Java ConcurrentHashMap And Exception Handling

My Journey with Exception Handling in Java

I remember the first time I encountered a tricky bug in a multithreaded Java project. The application kept crashing, and the stack traces were full of unexpected exceptions. That’s when I realized: understanding Java’s exception handling isn’t just theoretical—it’s about survival.

Java’s exception handling is actually quite simple. We wrap the risky code in a try-catch-finally block:

try {
    // Code that might throw an exception
} catch (ExceptionType e) {
    // Code to handle the exception
} finally {
    // Code that executes regardless of exception occurrence
}

I’ve found the finally block particularly lifesaving when dealing with resource cleanup—like closing file streams or database connections—even if an exception occurs halfway through processing.

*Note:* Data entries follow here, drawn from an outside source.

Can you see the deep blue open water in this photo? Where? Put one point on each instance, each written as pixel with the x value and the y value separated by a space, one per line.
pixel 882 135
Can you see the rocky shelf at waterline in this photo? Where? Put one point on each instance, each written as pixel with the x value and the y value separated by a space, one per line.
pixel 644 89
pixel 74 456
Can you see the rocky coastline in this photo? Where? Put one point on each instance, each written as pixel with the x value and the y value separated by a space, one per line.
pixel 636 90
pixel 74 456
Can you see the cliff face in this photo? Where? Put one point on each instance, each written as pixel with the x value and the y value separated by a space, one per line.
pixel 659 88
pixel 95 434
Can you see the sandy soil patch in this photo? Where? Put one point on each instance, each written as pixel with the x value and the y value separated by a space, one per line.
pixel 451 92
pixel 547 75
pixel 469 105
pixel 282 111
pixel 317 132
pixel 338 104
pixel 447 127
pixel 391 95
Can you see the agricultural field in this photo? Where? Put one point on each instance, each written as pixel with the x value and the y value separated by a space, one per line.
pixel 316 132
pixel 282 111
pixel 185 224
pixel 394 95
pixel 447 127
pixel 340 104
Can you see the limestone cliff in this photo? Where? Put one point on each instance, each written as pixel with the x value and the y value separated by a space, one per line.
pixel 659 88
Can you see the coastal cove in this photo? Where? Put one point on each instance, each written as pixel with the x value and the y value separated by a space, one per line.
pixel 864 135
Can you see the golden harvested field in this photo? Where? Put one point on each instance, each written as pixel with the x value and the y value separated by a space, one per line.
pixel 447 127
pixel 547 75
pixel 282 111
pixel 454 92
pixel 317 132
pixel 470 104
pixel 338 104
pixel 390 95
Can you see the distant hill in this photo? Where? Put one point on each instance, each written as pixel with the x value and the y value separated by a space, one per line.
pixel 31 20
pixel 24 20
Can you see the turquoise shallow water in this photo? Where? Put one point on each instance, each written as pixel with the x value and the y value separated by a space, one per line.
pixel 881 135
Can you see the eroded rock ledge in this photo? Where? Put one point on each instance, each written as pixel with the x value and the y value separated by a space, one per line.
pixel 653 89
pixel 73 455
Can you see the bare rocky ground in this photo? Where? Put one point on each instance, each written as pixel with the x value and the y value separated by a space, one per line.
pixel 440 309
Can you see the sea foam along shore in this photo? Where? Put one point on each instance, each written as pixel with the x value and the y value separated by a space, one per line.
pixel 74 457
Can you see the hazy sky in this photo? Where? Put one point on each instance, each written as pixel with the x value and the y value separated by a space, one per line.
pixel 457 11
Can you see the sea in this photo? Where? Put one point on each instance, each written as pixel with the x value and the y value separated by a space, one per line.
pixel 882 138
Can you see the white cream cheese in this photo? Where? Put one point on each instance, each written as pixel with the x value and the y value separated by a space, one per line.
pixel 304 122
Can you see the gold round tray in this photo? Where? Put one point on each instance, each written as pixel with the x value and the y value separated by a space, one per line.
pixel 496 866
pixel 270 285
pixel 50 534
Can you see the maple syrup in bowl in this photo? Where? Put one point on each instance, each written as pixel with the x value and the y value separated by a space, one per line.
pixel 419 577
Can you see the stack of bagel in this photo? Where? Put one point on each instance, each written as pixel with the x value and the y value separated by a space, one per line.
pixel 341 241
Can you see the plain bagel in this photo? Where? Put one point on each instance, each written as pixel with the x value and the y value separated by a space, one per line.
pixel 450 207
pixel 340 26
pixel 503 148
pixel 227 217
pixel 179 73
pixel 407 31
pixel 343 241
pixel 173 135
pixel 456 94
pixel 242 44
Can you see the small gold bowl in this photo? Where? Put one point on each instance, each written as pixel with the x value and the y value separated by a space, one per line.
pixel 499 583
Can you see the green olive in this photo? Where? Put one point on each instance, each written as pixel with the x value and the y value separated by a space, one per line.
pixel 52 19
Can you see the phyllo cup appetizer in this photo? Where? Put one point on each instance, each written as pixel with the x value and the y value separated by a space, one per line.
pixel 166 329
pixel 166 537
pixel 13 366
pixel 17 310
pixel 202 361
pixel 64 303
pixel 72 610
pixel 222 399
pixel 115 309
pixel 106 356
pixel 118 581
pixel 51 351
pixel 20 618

Diving into ConcurrentHashMap

In a project, we have multiple threads updating shared data concurrently, and the standard HashMap always throws a ConcurrentModificationException. Switching to ConcurrentHashMap solves the problem. Unlike HashMap or even Hashtable, it is designed specifically for concurrent environments.

Some key things I learned the hard way:

  • Concurrent reads and updates work with minimal blocking.
  • Null keys and null values are a strict no-go; insert them and you get a NullPointerException. I learned this the hard way when trying to insert optional data without checks.
  • Internally, it uses segmented locking, which is why performance stays high even under heavy multi-threaded load.

Here’s a simple example I used while testing:

import java.util.concurrent.ConcurrentHashMap;

public class ConcurrentHashMapExample {
    public static void main(String[] args) {
        ConcurrentHashMap<Integer, String> map = new ConcurrentHashMap<>();
        map.put(1, "Apple");
        map.put(2, "Banana");
        map.put(3, "Cherry");

        System.out.println("ConcurrentHashMap: " + map);
    }
}
ConcurrentHashMap: {1=Apple, 2=Banana, 3=Cherry}

Seeing it print out correctly made me realize: finally, a map that behaves under stress.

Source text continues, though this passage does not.